Here's a good rule of thumb for women: If the clothing brand is a recognized golf wear company, it is acceptable to wear on the course. Sorenstam, when playing, wore Cutter and Buck clothing. Her tops ranged from mock turtles to V-neck T-shirts, both of which are acceptable for women. Tiger Woods and Phil Mickelson are among the more notable pros who adopted mock necks into their apparel wear, but neither would be allowed to wear a V-neck shirt.
The Long and Short of It
Shorts are always a cause of contention when it comes to women. It is imperative that you check the dress code of the club where you are playing before stepping out of the house or making any purchases.

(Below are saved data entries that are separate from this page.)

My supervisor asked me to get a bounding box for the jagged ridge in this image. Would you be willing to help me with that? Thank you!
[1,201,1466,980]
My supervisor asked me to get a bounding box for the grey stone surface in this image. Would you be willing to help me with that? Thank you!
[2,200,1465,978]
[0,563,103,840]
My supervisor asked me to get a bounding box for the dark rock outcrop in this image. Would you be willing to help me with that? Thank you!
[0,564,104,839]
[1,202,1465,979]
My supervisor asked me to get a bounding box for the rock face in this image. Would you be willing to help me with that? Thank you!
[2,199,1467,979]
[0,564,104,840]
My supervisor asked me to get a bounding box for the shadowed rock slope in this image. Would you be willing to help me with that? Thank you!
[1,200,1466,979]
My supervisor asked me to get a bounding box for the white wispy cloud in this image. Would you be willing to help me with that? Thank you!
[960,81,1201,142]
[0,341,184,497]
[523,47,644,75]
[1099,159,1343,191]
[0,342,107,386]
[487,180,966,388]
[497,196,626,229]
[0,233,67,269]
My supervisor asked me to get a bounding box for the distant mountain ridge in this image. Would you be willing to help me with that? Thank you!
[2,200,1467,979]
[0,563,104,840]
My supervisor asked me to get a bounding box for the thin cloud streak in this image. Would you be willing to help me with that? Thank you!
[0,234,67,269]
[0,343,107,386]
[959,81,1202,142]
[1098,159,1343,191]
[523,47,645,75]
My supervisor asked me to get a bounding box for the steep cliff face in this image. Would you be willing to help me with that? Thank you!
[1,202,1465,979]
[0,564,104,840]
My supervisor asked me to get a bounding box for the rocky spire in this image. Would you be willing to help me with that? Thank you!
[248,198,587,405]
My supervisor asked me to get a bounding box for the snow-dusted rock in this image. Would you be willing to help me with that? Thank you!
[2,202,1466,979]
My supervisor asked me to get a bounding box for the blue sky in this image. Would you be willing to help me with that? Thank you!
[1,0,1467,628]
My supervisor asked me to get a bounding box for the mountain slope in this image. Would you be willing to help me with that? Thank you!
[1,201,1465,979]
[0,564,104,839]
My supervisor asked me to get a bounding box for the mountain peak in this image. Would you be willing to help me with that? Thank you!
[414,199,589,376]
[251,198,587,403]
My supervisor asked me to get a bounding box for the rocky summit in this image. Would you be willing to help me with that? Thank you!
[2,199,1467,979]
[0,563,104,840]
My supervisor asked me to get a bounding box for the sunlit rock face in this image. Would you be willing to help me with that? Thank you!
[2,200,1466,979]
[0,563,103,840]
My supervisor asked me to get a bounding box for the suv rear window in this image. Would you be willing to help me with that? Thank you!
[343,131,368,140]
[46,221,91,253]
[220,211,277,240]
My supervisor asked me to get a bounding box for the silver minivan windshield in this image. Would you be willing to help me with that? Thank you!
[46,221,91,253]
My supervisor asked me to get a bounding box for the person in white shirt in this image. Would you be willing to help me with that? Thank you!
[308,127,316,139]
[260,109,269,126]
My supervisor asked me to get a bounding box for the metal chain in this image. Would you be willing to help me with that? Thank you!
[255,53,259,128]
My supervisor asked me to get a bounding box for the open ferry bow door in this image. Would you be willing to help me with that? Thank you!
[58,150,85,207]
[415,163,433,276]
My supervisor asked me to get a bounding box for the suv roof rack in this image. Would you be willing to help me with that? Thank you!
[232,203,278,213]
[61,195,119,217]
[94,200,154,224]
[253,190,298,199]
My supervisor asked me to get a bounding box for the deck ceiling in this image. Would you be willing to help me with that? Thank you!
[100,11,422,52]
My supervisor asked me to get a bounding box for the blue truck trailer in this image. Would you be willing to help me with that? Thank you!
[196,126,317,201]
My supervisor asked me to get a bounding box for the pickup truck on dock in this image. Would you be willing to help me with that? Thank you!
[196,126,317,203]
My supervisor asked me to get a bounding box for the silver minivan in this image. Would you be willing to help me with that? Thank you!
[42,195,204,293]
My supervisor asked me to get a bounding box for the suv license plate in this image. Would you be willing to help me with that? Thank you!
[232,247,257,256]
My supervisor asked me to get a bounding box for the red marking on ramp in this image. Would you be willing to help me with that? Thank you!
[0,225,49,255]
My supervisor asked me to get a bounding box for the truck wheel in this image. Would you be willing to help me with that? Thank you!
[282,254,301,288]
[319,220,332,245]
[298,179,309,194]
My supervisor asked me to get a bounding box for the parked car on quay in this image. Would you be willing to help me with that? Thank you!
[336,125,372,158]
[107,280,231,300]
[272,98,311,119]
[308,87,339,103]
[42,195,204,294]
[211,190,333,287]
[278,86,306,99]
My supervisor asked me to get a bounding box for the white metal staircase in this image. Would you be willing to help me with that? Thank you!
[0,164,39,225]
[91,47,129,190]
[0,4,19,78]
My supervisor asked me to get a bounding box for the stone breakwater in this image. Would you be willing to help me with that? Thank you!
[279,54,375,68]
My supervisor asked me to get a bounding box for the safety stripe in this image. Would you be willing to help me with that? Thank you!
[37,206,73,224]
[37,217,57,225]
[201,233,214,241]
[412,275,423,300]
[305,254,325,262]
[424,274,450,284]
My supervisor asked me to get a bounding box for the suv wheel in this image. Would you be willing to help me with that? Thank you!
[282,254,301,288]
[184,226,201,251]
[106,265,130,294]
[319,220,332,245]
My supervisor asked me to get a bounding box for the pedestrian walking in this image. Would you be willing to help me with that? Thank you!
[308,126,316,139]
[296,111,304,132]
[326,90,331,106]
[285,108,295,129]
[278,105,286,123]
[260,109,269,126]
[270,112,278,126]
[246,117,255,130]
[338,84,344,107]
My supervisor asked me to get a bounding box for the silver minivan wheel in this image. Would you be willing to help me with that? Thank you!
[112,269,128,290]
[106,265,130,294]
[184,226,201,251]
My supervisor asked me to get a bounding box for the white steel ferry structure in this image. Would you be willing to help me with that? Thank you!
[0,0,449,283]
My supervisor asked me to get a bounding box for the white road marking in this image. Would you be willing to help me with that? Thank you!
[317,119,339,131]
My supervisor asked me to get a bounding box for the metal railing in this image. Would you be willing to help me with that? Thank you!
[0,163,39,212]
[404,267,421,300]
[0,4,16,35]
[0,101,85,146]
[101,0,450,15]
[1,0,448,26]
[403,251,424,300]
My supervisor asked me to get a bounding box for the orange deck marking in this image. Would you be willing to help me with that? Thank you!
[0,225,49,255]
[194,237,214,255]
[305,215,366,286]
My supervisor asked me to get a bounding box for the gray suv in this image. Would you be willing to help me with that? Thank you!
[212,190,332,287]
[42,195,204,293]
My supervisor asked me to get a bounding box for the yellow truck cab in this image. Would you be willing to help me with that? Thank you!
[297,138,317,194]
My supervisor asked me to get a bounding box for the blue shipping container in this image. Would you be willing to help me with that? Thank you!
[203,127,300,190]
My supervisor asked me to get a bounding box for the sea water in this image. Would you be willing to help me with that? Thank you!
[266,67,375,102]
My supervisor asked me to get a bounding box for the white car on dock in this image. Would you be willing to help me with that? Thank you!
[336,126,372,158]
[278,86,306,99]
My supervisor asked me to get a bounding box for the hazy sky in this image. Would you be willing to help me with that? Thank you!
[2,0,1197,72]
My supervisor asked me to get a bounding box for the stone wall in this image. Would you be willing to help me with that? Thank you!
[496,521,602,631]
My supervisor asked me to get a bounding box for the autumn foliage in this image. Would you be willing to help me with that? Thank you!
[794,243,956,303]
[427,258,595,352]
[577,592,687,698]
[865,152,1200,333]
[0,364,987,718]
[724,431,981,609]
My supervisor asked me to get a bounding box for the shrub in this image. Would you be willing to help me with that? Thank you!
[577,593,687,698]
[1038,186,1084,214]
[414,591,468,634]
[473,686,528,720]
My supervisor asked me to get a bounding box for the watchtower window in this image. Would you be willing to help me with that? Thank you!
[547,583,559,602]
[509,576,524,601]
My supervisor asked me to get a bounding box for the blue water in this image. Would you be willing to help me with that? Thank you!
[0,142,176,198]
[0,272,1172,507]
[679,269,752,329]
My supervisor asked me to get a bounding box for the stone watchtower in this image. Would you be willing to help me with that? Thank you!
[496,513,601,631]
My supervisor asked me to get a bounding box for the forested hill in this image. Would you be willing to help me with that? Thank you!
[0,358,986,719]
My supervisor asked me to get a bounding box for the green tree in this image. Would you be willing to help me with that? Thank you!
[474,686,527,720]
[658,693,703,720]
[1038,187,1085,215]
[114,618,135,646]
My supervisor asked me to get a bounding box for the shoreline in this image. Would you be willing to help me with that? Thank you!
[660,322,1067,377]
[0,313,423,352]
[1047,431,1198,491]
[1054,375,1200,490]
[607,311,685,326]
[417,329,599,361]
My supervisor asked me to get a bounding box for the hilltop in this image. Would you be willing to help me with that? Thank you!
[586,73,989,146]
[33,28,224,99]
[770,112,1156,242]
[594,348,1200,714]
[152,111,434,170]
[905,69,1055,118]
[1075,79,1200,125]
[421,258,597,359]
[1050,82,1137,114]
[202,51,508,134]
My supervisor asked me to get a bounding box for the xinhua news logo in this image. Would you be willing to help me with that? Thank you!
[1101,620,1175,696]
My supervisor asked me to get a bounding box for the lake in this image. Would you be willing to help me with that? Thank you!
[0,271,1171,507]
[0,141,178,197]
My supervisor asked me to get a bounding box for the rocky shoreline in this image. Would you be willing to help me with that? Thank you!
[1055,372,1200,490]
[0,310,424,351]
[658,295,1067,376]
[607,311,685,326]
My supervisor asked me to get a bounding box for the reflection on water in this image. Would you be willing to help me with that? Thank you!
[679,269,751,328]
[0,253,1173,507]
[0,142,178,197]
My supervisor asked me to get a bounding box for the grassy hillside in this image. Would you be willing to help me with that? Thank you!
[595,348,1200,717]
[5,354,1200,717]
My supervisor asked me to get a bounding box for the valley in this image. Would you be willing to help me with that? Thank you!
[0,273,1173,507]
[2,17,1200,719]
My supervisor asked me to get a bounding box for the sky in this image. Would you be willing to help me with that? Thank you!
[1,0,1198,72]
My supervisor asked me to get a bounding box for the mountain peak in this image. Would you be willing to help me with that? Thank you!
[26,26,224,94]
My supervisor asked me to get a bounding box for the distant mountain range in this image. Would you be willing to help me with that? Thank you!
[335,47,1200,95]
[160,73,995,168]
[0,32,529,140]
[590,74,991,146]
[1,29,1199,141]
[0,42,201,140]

Country clubs may have specific dress codes that state the inseam length of shorts, indicate the necessity of a collared shirt, ban skirts or skorts, require belts, ban flip-flops, the list can go on. The parameters will depend on the age of the club and how traditional it is. To be on the safe side, always wear shorts whose inseam is at least 5 inches long; some clubs may require 6 or 8 inches at a minimum. You most certainly want shorts that do not show too much skin and are roomy. Stay away from any shorts or tops that are tight-fitting or binding. Capris are always a good choice, since they won't be as hot as full-length pants, but you'll never have to worry that they're too short. Bermudas work as well but may not be the most flattering look, depending on body shape.
When it comes to colors and patterns, anything really goes. Solids are always a good bet, but madras, checks and plaids are also popular. In golf, the style of dress must fit a particular code, but the colors and patterns need not. A club will be much more concerned about "daisy dukes" than about loud colors or patterns. Short shorts are likely to get you escorted off the property or forced to purchase proper attire at the overpriced pro shop.
A Fitting Top
Tops for women run the gamut. As mentioned before, women have virtual carte blanche to select a top as long as it's not form-fitting and covers the midriff. Women usually will wear a collared shirt, but it can have buttons or a V-neck, sleeves or no sleeves. Women can also wear nice T-shirts (not Fruit of the Loom). Many golf apparel companies have begun to make their women's apparel more stylish, so they'll use higher-quality material and make shirts with a cleaner cut, either with a crew neck or a V-neck.
The length of women's shirts varies with each manufacturer. The trend has been moving toward shirts that hit at the hip line and therefore are not tucked in. Some lines, such as Polo Golf, make shirts that are longer and are meant to be tucked in; they are long enough that the movement of the golf swing during play does not cause them to come untucked. Once again, always check the dress code of the club you're playing.
If you're the average woman who wants to buy items that you can wear somewhere other than the golf course, or want to find something you already own that you can wear on the course, keep one word in mind: conservative. Checking out an LPGA televised event or picking up a golf publication can also help you see what is appropriate and current. If you're still unsure, bring a few different options so that when you arrive, if you see the other women there have dressed differently, you can choose something appropriate.